In May, I re-wrote my Anki to Roam sync app to use Roam’s client-side Javascript API and released it as Fabricius. After four months of personal use, it has evolved into something that I trust and enjoy using.
Fabricius provides a way to create flashcards inline with your Roam pages, and exports them to Anki on the click of a button. The synchronization is two-way, meaning that any changes to cards in Anki are synced back to Roam as well. One feature I added that has been super useful is the ability to pull in context from parent blocks. Roam Research is quite different than traditional note-taking apps because the block is the atomic unit of reference. Because of this, notes in Roam are often quite nested, and pulling in content from a single block is often insufficient to create a good flashcard See https://andymatuschak.org/prompts/: context-laden prompts help the leap from theory to practice . By providing a limited facility to pull in context from surrounding blocks, we can leverage Roam’s block structure and turn this note:
into this card:
In practice, I found that being able to pull in 2 levels of blocks was both extremely useful and sufficiently powerful. Typically, the highest level block situates the card in a broad context See https://controlaltbackspace.org/memory/designing-precise-cards/#questions-should-be-context-free: The topic or context should be stated at the beginning or near the beginning of the question, to prime your memory to retrieve the right kind of information and to facilitate reviewing cards from different subjects intermixed . This is typically a subject area, book or paper. The mid-level block provides context that is more specific to the prompt and typically contains information that makes the prompt more focused, precise, consistent and tractable. Going back to the example above, if we left out the mid-level block (tagged with #srs/cloze-g), we might get confused as to what relations are in the context of a database. With the extra context, we now know that our prompt is about relations as used in the relational model.
The card itself looks a bit cluttered and could probably be fixed with better CSS. In terms of the algorithm, if we think of individual note pages as containing forests, what the sync engine is doing is picking 3 nodes on the root to leaf path and serializing it as a single card. One thing I noticed about this is that I sometimes have to re-think how I write notes in order to accommodate the algorithm. Take for example this hypothetical note:
- This is your mind on plants - Michael Pollan #srs/cloze-t
- Caffeine #srs/cloze-g
- is primarily used as a stimulant
- because it is {c1:an adenosine antagonist}.

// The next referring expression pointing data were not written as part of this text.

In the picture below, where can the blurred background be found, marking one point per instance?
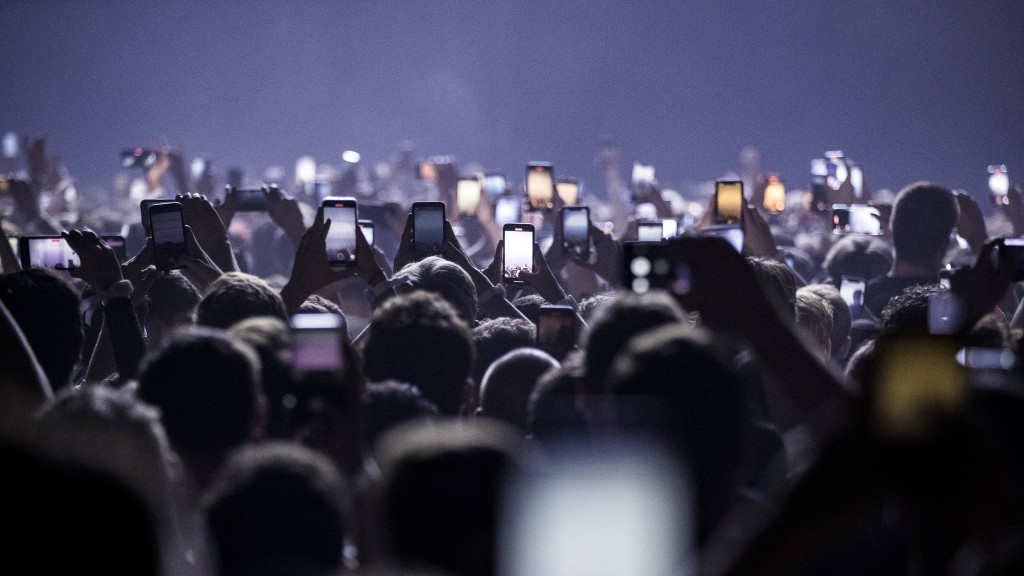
(911, 89)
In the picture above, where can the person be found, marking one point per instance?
(419, 338)
(276, 508)
(923, 219)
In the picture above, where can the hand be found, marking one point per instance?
(99, 268)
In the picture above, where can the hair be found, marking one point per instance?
(46, 309)
(497, 336)
(857, 256)
(444, 278)
(508, 384)
(236, 296)
(924, 216)
(276, 507)
(207, 387)
(624, 316)
(419, 338)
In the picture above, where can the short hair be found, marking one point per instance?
(496, 336)
(207, 387)
(419, 338)
(444, 278)
(236, 296)
(858, 256)
(924, 216)
(508, 384)
(276, 505)
(46, 309)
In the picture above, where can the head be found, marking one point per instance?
(236, 296)
(924, 216)
(508, 384)
(207, 387)
(276, 507)
(46, 309)
(444, 278)
(419, 338)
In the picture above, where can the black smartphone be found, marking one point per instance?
(252, 200)
(495, 183)
(49, 251)
(517, 254)
(467, 195)
(729, 201)
(650, 231)
(428, 229)
(168, 232)
(367, 225)
(568, 191)
(137, 158)
(342, 211)
(576, 232)
(540, 186)
(556, 330)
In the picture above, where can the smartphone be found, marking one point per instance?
(998, 183)
(729, 201)
(342, 211)
(46, 251)
(568, 191)
(556, 330)
(852, 290)
(252, 200)
(168, 232)
(428, 229)
(650, 231)
(576, 232)
(508, 209)
(137, 158)
(367, 225)
(856, 218)
(143, 207)
(317, 342)
(495, 183)
(467, 195)
(540, 186)
(517, 255)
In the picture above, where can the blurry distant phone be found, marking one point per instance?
(517, 255)
(568, 191)
(467, 195)
(729, 201)
(317, 342)
(852, 289)
(342, 211)
(856, 218)
(576, 232)
(168, 235)
(494, 183)
(143, 206)
(556, 330)
(117, 243)
(650, 231)
(428, 229)
(368, 230)
(540, 186)
(916, 382)
(137, 158)
(508, 209)
(46, 251)
(252, 200)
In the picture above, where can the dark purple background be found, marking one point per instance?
(911, 89)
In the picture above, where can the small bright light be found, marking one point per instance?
(305, 169)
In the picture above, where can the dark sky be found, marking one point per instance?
(911, 89)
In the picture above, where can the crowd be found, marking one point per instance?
(816, 402)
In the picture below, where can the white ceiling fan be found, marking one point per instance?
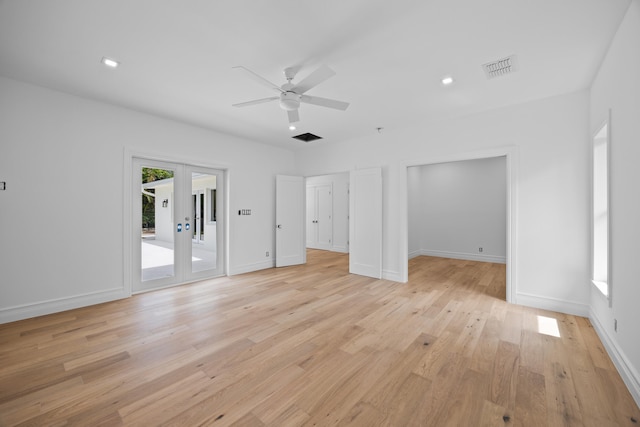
(291, 95)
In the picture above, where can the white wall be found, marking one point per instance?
(617, 87)
(61, 223)
(552, 184)
(462, 208)
(340, 185)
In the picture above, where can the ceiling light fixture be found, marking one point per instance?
(111, 63)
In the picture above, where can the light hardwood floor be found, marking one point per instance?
(313, 345)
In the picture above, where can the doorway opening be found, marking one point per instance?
(460, 210)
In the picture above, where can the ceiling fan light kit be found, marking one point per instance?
(289, 101)
(291, 95)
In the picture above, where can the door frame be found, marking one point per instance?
(510, 152)
(127, 217)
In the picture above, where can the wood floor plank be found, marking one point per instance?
(314, 345)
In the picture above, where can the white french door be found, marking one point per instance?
(177, 218)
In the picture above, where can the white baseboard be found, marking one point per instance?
(552, 304)
(415, 253)
(27, 311)
(460, 255)
(394, 276)
(626, 370)
(248, 268)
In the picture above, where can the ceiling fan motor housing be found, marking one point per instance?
(289, 101)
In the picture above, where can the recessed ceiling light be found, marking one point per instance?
(110, 62)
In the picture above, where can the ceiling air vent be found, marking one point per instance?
(500, 67)
(307, 137)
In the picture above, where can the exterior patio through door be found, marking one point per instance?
(177, 219)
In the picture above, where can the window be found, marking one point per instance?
(600, 214)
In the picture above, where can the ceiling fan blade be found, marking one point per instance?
(314, 79)
(260, 79)
(293, 116)
(256, 101)
(324, 102)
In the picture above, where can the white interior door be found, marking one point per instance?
(365, 222)
(290, 219)
(319, 216)
(324, 220)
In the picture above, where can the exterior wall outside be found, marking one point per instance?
(71, 143)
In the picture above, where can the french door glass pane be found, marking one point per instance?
(203, 244)
(157, 243)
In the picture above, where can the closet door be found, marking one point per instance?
(319, 222)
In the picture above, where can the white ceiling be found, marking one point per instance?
(177, 56)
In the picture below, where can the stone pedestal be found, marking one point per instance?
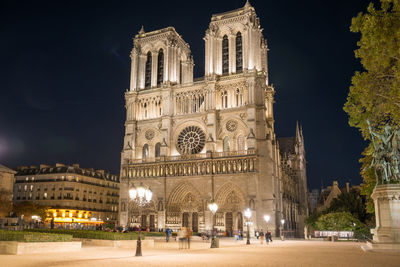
(387, 213)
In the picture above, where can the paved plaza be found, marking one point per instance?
(286, 253)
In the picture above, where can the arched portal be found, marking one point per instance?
(231, 202)
(184, 207)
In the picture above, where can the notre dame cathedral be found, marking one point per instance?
(194, 141)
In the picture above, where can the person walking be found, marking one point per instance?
(269, 236)
(266, 238)
(261, 237)
(181, 237)
(188, 237)
(168, 234)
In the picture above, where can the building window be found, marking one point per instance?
(160, 67)
(225, 55)
(241, 145)
(147, 78)
(145, 151)
(145, 110)
(239, 53)
(158, 150)
(224, 99)
(180, 71)
(238, 98)
(226, 144)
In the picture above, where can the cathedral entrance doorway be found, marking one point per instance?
(240, 222)
(228, 223)
(143, 222)
(152, 225)
(195, 222)
(185, 219)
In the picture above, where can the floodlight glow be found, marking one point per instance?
(247, 213)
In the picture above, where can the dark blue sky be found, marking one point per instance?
(64, 67)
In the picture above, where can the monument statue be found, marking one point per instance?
(386, 157)
(386, 194)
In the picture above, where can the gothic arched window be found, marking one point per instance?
(239, 53)
(224, 99)
(145, 110)
(145, 151)
(160, 67)
(226, 144)
(225, 55)
(240, 141)
(158, 150)
(147, 77)
(237, 95)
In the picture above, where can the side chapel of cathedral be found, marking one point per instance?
(194, 141)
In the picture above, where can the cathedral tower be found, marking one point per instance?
(209, 139)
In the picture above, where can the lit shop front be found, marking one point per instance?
(74, 218)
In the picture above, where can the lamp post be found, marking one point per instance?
(141, 196)
(213, 208)
(266, 219)
(247, 213)
(282, 223)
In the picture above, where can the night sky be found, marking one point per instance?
(64, 68)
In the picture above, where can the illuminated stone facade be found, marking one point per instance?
(194, 141)
(70, 191)
(6, 189)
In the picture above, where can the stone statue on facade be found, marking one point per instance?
(386, 157)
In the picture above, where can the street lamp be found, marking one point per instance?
(247, 213)
(141, 196)
(267, 218)
(282, 223)
(213, 208)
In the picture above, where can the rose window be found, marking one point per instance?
(191, 140)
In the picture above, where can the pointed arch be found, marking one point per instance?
(158, 150)
(145, 151)
(230, 196)
(226, 144)
(179, 193)
(147, 77)
(160, 67)
(225, 55)
(241, 146)
(239, 53)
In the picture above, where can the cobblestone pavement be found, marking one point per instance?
(231, 253)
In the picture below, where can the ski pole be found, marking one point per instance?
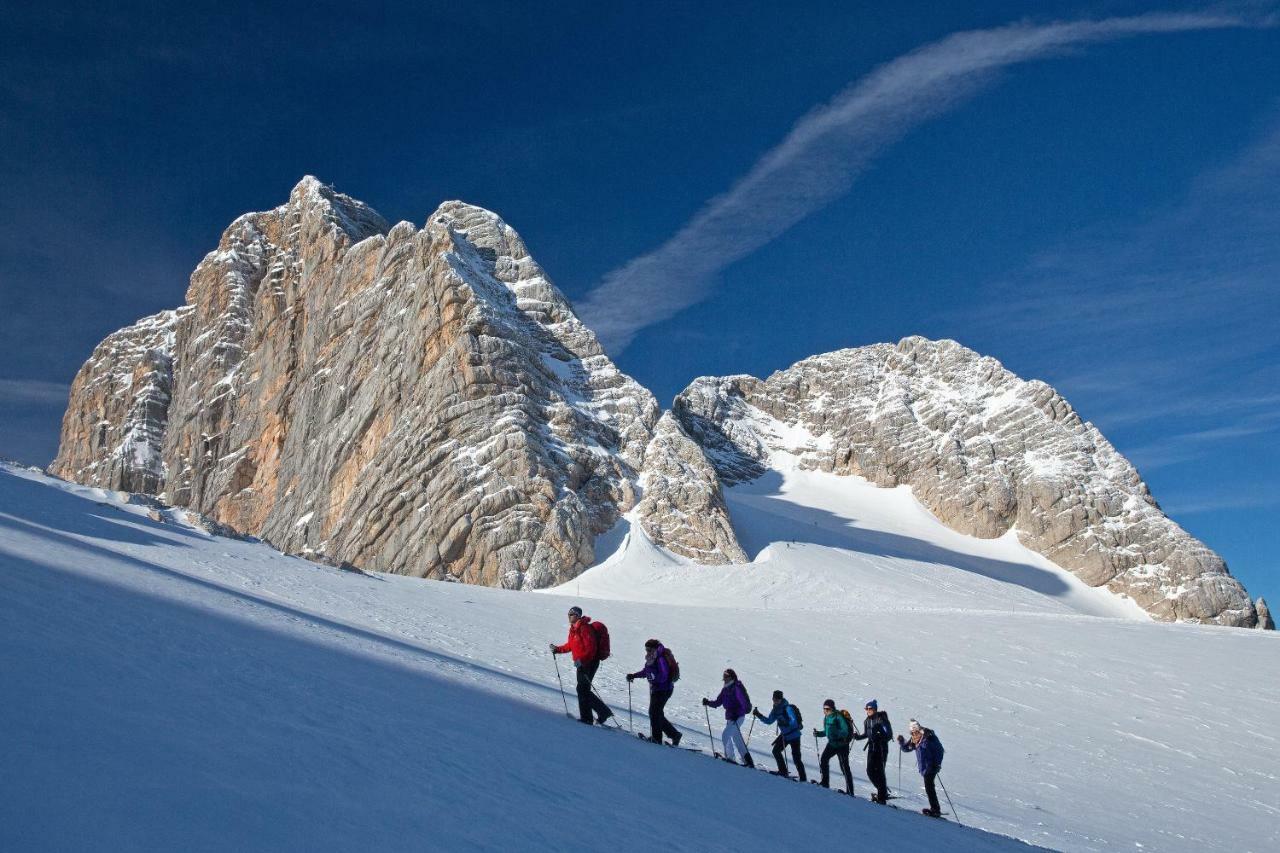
(607, 706)
(949, 801)
(816, 751)
(562, 687)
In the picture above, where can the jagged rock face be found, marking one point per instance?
(981, 448)
(420, 401)
(684, 505)
(113, 432)
(424, 401)
(1265, 620)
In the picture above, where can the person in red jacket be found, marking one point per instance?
(581, 646)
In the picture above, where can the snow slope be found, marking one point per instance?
(170, 689)
(840, 543)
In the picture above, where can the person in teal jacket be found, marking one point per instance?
(787, 716)
(839, 735)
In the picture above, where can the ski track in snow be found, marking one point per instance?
(170, 689)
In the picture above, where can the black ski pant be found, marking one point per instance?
(586, 698)
(824, 762)
(932, 793)
(780, 746)
(876, 761)
(658, 723)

There is no way for me to quiz myself on the fact that caffeine acts as a stimulant because it is an adenosine antagonist. I would need to refactor it like so:
- This is your mind on plants - Michael Pollan #srs/cloze-t
- Caffeine
- Caffeine is primarily used as a stimulant #srs/cloze-g
- because it is {c1:an adenosine antagonist}.
Notice this isn’t entirely ideal either because the text stutters on “Caffeine”. It is better than nothing though, and allows for slightly more fine-grained control over the resulting card at the expense of having to spend some time tweaking the note structure. I’ll need to continue using this more to tell if it strikes a happy medium between hand-crafted cards and unstructured inline clozes.